Qué hacer si se produce un golpe de calor
Como ya hemos dicho, se trata de una situación que puede ser de vida o muerte, por lo que deberemos actuar con premura tratando de bajar lo más rápidamente posible la temperatura corporal de la persona afectada. Para ello haremos lo siguiente:
– Llamaremos a urgencias, al 112.
– Colocaremos a la persona en un sitio fresco, a la sombra.
– La desvestiremos y enfriaremos con lo que tengamos a mano: mojando su ropa, con compresas de agua helada, duchándola con agua fría (con cuidado porque el contraste demasiado rápido puede ralentizar el enfriamiento), envolviéndola en una sábana húmeda y poniéndole un ventilador enfrente, abanicándola…
– Si la persona está consciente, la incorporaremos y le daremos agua.
– Si la persona está inconsciente, deberemos colocarla de lado y no le daremos nada de beber.

Cómo evitar sufrir un golpe de calor
– Bebe agua de manera frecuente y abundante sin esperar a sentir sed.
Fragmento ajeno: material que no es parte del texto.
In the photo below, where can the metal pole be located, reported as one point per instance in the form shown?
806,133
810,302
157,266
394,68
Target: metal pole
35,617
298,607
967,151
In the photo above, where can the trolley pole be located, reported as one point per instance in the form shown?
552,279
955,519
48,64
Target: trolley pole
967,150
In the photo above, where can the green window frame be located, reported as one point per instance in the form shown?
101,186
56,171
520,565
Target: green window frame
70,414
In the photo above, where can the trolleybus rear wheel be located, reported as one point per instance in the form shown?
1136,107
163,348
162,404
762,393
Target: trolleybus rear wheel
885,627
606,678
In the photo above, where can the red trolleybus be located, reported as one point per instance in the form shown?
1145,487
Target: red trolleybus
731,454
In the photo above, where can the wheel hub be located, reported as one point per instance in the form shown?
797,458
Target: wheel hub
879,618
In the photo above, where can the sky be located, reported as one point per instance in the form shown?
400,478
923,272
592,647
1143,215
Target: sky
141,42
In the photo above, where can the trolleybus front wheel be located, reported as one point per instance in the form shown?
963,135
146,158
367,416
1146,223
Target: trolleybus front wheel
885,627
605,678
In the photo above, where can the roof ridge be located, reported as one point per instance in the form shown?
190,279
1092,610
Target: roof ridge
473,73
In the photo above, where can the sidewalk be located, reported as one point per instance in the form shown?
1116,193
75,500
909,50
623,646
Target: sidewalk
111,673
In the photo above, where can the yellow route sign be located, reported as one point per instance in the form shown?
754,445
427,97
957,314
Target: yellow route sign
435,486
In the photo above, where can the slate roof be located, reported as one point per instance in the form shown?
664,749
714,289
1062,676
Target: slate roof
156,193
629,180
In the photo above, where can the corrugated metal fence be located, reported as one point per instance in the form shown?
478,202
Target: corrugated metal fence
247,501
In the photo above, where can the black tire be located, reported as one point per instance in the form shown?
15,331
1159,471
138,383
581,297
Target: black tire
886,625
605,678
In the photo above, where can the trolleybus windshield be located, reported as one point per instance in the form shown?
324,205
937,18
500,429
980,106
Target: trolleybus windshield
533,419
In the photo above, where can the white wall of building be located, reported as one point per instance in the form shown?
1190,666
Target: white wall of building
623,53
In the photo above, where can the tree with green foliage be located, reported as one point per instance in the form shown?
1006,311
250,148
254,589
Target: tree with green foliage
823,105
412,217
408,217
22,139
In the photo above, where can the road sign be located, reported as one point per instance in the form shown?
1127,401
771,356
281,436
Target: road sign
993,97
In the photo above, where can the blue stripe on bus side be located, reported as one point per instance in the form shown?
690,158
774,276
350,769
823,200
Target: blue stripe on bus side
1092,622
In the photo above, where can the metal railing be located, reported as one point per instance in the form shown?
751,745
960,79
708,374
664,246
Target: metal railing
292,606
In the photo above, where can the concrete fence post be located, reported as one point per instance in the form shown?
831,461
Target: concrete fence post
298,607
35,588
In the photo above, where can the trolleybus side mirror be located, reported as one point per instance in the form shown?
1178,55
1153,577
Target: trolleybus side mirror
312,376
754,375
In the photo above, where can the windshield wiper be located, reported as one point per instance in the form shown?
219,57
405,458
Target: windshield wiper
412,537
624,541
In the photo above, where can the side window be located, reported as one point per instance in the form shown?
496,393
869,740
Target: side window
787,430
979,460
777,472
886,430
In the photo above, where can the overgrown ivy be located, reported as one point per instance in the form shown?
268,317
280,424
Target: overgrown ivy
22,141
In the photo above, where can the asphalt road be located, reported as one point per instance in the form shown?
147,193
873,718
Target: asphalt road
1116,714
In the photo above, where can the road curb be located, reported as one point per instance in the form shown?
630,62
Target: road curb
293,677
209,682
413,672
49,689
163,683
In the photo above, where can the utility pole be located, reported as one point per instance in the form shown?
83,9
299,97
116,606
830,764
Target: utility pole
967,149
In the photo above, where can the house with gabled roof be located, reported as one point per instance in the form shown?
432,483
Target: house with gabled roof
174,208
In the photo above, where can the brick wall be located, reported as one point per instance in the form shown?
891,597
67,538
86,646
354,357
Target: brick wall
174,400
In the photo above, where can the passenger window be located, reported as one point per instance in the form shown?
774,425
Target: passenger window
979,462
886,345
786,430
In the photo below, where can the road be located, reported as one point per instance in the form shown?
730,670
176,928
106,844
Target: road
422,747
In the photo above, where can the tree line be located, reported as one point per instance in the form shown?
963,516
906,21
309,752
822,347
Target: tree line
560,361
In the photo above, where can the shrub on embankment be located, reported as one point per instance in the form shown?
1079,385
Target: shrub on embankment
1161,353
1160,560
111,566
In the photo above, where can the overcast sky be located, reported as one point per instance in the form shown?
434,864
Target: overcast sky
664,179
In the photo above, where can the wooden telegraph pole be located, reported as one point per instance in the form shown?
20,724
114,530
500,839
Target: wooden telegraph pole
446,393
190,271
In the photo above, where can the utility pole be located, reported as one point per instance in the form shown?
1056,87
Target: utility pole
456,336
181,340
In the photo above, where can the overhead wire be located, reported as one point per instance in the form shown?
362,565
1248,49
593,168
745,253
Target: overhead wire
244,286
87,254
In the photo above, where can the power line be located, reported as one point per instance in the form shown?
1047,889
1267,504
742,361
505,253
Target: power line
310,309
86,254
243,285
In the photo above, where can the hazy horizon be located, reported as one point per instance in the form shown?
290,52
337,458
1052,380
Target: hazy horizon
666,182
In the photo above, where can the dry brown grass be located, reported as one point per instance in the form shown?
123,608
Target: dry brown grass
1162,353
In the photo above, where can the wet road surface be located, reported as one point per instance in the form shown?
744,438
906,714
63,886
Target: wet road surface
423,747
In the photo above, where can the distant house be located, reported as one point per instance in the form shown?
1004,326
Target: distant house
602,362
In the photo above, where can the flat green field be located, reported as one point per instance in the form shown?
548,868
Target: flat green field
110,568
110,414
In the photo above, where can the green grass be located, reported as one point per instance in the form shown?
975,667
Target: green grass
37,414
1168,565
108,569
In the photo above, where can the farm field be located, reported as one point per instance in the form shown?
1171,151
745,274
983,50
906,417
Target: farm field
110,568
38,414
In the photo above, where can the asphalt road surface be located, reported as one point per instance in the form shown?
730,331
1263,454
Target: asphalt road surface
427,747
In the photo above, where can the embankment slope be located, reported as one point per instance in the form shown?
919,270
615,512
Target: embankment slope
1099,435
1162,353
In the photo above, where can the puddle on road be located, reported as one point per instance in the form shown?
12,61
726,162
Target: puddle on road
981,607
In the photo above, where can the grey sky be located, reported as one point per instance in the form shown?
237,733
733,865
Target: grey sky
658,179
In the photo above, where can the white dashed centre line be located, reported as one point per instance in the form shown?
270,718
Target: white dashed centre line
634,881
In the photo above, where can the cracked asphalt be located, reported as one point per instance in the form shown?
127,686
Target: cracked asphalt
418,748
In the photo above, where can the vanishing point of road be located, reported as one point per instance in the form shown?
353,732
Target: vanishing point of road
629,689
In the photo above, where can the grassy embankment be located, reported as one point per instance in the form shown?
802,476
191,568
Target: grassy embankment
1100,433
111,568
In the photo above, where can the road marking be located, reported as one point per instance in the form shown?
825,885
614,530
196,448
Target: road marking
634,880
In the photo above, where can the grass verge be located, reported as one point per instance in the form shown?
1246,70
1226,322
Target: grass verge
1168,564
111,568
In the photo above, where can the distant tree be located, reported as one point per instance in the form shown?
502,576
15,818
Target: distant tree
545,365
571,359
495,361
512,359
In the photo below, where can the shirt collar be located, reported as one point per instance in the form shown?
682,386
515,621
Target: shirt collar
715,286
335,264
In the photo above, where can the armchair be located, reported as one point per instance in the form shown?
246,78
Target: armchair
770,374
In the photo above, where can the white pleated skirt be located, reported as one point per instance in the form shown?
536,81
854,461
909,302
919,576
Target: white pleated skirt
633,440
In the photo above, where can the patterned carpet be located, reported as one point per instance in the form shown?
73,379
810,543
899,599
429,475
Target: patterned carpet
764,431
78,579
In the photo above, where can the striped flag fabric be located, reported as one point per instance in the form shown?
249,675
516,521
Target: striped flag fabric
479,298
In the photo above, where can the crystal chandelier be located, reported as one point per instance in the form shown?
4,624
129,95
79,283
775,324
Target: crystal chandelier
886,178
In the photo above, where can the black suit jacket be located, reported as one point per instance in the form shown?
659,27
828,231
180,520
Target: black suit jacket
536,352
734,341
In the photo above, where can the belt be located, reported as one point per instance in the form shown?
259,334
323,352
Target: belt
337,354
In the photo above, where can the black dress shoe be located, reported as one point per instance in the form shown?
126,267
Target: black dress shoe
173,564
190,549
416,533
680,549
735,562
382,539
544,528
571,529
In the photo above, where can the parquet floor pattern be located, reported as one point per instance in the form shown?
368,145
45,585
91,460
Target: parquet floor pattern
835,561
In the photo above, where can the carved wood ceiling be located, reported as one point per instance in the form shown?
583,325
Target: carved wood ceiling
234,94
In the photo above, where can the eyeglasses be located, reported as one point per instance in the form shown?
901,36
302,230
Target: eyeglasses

– No abuses de las bebidas alcohólicas, con cafeína o muy azucaradas ya que estas favorecen la pérdida de líquido. Tampoco es conveniente beber líquidos muy fríos o muy calientes.
– No es recomendable hacer comidas copiosas ni calientes. Prioriza el consumo de ensaladas frías, gazpacho, verduras y hortalizas, así como fruta de verano como la sandía y el melón, que son muy ricos en agua y minerales.
– Si es posible, no salgas a la calle en las horas en las que hace más calor. Opta por lugares frescos, a la sombra o que tengan aire acondicionado.
– Tampoco es recomendable hacer grandes esfuerzos cuando hace mucho calor. Menos todavía hacer deporte al aire libre en las horas más calurosas del día (de 12 a 17).
– Vístete con ropa clara, que sea ligera, suelta y que transpire, como, por ejemplo, el algodón. En la calle es muy recomendable cubrirse la cabeza con un sombrero o una gorra.
– En casa, mantén las persianas de las fachadas en las que da el sol bajadas. Si lo tienes, pon el toldo.
– Nunca dejes a una persona (especial cuidado con los niños, ancianos y enfermos crónicos) o a la mascota dentro del coche al sol o con las ventanas cerradas en verano. En estas circunstancias el automóvil puede alcanzar unas temperaturas muy peligrosas.